KEBERPIHAKAN MEDIA
Lain berita lain pula isi pemberitaannya. Mungkin, karena lima
faktor yang mempengaruhi konten suatu berita. Seperti kata Shoemaker dan De
Reese, kelima faktor itu adalah: 1) Individual pekerja/wartawan, 2) Rutinitas
media, 3) Organisasi media, 4) Ekstra media, dan 5) Ideological. Sama
seperti halnya masalah pemilihan Gubernur-Wakil Gubernur di Jakarta. Harian
Waspada cenderung ngotot dalam tajuk rencananya agar pemerintah segera
membui Ahok dan semoga Anies-Sandi menang. Lewat judul: “Ketum MUI (Jangan) Melemah,
Umat Islam (Jangan) Terpecah” di edisi 1 April 2017 seolah menyiratkan bahwa
umat Islam seharusnya tidaklah terkotak-kotak dalam hal memilih pemimpin.

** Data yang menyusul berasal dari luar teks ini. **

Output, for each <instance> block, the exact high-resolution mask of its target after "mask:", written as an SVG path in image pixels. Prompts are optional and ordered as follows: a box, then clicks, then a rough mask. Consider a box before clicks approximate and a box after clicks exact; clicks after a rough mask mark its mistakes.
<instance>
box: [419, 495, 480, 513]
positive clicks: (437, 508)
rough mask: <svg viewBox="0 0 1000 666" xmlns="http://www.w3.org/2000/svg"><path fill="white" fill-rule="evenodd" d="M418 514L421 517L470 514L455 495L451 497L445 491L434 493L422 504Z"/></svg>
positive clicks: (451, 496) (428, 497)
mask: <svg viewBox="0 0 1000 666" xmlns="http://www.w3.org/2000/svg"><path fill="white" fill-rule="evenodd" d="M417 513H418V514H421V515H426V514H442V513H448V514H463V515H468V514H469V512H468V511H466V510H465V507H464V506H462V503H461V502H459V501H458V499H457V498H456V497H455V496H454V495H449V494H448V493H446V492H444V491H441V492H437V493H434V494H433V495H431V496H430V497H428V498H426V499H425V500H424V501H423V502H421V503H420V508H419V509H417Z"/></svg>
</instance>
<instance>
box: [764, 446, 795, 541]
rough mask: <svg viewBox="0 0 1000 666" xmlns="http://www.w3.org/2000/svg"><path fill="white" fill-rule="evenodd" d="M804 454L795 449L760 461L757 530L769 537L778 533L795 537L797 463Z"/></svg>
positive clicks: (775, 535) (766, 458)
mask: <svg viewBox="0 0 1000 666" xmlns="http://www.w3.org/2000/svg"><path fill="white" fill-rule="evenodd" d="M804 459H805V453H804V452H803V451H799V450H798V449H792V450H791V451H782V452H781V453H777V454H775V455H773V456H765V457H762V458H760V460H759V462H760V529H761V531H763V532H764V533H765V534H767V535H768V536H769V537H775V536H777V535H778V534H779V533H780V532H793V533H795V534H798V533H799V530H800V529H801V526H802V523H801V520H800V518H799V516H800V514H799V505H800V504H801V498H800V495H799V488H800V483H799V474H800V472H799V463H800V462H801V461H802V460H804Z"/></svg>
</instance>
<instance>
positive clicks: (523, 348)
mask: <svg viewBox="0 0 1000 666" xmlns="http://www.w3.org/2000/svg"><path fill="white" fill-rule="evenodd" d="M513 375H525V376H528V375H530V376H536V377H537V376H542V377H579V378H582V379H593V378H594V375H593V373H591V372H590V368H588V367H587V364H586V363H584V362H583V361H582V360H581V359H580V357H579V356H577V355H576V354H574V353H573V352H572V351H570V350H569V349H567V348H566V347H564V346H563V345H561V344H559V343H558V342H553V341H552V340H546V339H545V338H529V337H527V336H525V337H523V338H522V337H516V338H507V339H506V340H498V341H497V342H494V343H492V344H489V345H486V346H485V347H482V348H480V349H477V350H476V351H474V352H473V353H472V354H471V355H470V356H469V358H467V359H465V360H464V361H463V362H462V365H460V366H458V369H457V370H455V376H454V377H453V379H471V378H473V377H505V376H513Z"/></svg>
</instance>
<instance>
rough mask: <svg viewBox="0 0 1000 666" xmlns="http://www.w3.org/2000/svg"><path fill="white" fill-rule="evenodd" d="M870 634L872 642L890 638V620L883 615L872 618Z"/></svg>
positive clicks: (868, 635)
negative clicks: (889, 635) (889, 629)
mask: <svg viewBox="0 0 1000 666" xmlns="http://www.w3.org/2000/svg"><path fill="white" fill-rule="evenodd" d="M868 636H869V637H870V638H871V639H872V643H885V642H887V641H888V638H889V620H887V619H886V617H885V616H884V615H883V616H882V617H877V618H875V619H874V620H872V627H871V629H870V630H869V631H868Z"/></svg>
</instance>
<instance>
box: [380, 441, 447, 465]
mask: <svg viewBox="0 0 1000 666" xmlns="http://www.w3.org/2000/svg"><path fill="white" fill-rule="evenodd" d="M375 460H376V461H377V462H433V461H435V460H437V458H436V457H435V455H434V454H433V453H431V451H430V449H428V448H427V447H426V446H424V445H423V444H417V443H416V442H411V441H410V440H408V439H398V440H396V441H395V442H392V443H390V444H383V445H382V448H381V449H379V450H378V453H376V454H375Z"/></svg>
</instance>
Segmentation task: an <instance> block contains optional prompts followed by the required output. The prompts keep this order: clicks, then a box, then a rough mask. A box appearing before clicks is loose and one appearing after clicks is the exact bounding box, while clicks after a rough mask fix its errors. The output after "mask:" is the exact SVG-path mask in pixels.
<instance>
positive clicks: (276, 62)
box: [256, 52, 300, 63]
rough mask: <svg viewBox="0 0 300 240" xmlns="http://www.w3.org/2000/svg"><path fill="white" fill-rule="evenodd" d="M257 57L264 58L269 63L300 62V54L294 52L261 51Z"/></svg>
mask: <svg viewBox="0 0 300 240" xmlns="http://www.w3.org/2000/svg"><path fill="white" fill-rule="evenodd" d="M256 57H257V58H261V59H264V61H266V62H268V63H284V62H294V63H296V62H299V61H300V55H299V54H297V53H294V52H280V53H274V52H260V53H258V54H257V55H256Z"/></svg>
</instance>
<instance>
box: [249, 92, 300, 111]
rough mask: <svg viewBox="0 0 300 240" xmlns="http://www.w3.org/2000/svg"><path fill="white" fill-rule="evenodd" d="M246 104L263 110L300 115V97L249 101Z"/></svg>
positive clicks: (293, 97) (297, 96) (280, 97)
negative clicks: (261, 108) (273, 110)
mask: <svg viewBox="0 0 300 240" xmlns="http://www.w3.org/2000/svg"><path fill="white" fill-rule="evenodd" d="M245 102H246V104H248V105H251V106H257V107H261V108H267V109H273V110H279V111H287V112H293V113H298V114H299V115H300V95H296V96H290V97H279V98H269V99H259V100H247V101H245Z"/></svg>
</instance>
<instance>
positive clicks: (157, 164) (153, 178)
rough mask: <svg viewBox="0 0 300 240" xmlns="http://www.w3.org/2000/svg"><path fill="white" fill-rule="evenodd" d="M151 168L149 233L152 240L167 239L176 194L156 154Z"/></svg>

Apalagi, selama ini persaudaraan antar muslim diibaratkan satu tubuh; “Jika
satu tubuh merasakan sakit, maka tubuh yang lain turut merasakan pula”.
Adapun kata-kata lainnya seperti: “Kalau sikap tokoh dan ulama kita
tegas tidak mendukung calon yang menista Al-Qur’an dan ulama, maka besarnya
jumlah massa dalam aksi 313 meyakinkan kita pasangan Anies-Sandi akan
mengalahkan Ahok-Djarot. Intisarinya, sikap Waspada dalam tajuk rencananya
jelas, yakni “Penjarakan Basuki Tjahaja Purnama (Ahok)”, dan hal ini tentu akui
tak diakui bakal memenangkan pasangan calon nomor urut 3. Sebagai sebuah sikap,
jelas media cetak sekelas Waspada tidak salah dan harus dihargai sebagaimana
Editorial Media Indonesia yang gemar membela Ahok cs atas nama pluralisme dan
rasionalitas. Juga patut dihargai.
Alhasil, media telah menambah riuh suasana pilkada pada tahun ini.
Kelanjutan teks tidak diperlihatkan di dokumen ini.